Shopify, a Canadian e-commerce website that lets anyone set up a free online store and sell their products is grappling with the repercussions of what sounds like a meddlesome insider attack.
The company said Tuesday that customers who shopped at fewer than 200 online stores on its platform may have had their data exposed after two of its employees attempted to steal transaction records.
The company disclosed the incident in a post to its forum, pinning the blame on "two rogue members of [its] support team."
According to Shopify, the employees - who weren't named - were engaged in a scam involving the theft of customer transaction records. While the service didn't elaborate on the details of the scam but stressed that it didn’t stem from a technical vulnerability in its platform. Still, the incident put data like customers' emails, names, and addresses, along with order details, like the names of products or services they purchased at risk.

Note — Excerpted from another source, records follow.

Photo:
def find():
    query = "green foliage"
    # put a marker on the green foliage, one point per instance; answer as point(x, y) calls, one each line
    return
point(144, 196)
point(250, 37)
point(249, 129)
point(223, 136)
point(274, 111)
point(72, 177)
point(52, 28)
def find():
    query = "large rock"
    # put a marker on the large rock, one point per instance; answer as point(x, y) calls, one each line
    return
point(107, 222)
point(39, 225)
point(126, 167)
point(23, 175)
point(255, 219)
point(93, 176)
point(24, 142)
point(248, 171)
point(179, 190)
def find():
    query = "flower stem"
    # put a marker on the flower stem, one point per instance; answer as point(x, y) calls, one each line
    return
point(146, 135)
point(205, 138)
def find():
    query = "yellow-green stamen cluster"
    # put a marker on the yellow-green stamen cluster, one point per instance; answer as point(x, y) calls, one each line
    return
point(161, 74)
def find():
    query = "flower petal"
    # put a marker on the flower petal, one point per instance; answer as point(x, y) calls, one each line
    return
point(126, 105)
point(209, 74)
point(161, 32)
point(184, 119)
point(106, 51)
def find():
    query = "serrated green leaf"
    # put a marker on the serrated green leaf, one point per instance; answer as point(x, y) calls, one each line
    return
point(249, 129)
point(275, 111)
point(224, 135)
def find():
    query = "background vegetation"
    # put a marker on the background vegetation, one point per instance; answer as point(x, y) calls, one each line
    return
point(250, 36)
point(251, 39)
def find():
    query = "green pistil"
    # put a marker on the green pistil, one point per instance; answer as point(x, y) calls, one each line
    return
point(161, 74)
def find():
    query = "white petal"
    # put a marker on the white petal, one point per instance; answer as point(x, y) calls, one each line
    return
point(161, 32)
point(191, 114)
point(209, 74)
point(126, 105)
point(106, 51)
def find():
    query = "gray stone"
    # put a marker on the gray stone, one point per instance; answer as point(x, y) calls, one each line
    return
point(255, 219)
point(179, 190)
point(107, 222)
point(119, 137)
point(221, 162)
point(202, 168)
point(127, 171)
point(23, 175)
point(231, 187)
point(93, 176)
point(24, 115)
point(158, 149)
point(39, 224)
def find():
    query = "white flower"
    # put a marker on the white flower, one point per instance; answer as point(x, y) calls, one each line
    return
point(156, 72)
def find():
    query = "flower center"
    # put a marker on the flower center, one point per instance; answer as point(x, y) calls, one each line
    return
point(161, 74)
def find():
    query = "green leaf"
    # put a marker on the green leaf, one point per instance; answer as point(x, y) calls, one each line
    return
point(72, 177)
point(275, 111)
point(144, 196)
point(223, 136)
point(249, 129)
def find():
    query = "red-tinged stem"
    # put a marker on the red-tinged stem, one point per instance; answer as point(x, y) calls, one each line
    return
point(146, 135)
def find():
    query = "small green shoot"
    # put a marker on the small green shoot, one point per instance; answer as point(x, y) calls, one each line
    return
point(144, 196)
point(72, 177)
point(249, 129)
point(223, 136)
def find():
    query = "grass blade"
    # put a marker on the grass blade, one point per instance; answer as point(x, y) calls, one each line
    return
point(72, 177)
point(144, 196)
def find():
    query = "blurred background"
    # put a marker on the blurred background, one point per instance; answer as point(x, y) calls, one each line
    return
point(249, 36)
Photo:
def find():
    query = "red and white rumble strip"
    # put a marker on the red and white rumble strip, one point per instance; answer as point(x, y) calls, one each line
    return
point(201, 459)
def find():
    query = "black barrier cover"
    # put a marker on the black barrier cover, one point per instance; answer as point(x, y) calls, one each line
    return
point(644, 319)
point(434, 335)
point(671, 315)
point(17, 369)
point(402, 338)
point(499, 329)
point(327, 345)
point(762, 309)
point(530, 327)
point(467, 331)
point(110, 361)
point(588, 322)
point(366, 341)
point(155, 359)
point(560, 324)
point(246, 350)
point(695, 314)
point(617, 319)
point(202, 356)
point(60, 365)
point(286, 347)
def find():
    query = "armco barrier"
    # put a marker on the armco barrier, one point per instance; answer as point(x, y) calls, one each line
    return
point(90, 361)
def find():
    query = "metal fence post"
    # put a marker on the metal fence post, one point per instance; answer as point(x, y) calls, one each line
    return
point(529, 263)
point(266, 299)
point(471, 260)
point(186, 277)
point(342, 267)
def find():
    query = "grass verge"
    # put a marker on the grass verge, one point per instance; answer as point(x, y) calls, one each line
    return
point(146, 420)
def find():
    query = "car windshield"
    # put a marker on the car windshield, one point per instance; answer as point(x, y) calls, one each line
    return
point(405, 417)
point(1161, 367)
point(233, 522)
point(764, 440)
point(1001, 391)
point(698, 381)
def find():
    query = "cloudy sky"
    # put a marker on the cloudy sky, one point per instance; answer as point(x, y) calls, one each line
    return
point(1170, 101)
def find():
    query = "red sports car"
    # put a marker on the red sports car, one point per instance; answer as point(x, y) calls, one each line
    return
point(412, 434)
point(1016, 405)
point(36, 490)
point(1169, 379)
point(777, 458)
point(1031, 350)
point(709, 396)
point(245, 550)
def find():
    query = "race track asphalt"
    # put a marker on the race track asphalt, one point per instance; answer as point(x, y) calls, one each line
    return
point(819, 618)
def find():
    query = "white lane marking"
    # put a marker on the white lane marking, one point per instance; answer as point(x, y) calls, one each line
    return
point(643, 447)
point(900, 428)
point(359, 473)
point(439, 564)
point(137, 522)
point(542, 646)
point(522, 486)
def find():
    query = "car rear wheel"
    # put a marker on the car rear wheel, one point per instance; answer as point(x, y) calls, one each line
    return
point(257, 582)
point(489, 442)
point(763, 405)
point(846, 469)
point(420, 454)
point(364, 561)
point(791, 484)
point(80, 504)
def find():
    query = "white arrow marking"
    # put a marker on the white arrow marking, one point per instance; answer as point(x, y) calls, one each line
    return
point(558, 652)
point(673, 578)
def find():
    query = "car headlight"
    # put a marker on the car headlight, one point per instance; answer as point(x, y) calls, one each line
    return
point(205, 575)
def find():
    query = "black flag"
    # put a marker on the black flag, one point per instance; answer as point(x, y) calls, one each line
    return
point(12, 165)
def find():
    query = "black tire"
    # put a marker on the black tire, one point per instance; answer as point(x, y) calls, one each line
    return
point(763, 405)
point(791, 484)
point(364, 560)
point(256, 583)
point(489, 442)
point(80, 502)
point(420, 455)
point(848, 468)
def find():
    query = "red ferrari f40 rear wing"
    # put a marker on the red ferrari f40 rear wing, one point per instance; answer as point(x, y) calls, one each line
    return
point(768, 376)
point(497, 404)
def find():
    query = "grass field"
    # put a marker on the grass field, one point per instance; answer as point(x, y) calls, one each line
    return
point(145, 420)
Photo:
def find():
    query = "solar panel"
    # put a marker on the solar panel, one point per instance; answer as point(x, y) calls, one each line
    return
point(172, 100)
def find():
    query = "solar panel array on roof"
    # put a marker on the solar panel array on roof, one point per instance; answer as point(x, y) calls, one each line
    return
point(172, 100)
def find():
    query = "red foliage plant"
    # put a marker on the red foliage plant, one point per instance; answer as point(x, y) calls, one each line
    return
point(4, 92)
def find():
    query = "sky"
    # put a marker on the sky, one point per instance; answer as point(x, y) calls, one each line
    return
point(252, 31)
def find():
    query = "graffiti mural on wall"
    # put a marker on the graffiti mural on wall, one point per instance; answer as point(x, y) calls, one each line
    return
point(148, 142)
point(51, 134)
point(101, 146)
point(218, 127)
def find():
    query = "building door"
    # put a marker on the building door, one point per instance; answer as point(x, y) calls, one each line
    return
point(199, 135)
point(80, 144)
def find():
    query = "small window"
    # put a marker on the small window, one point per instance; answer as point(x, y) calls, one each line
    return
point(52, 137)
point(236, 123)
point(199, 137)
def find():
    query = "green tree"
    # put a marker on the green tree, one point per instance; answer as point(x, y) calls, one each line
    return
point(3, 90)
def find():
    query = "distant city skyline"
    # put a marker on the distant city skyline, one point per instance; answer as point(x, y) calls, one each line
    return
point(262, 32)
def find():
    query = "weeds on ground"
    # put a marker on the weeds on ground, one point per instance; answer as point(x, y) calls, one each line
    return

Judging by the description, it sounds like the employees were abusing the privileged access they were granted in order to do their day-to-day work. Shopify claims it suspended that access and referred the incident to the Federal Bureau of Investigation and additional international agencies for further investigation.
While merchant names weren’t disclosed, the fact the company said it contacted international agencies suggests some shops abroad were impacted and that if any were located in the European Union, that the service could run afoul of General Data Protection Regulation (GDPR) penalties.
While it's unclear what the intention of the employees was and if the data was even misused, the incident again helps illustrate the risks around insider threats.
The news comes as Shopify finds itself suddenly worth $117 billion. While many industries have found themselves coping with ups and downs of the coronavirus pandemic, Shopify, which is based in Ottawa, has seen its business rise with many retailers forced to sell their wares online.
Unsecured or lax policies around privileged user access to resources, like customer databases, can lead to incidents like this. While a good deal of insider threats are caused by simple human mistakes, malicious insiders, like the employees here, can jeopardize sensitive data if there isn't a solution in place to prevent misuse.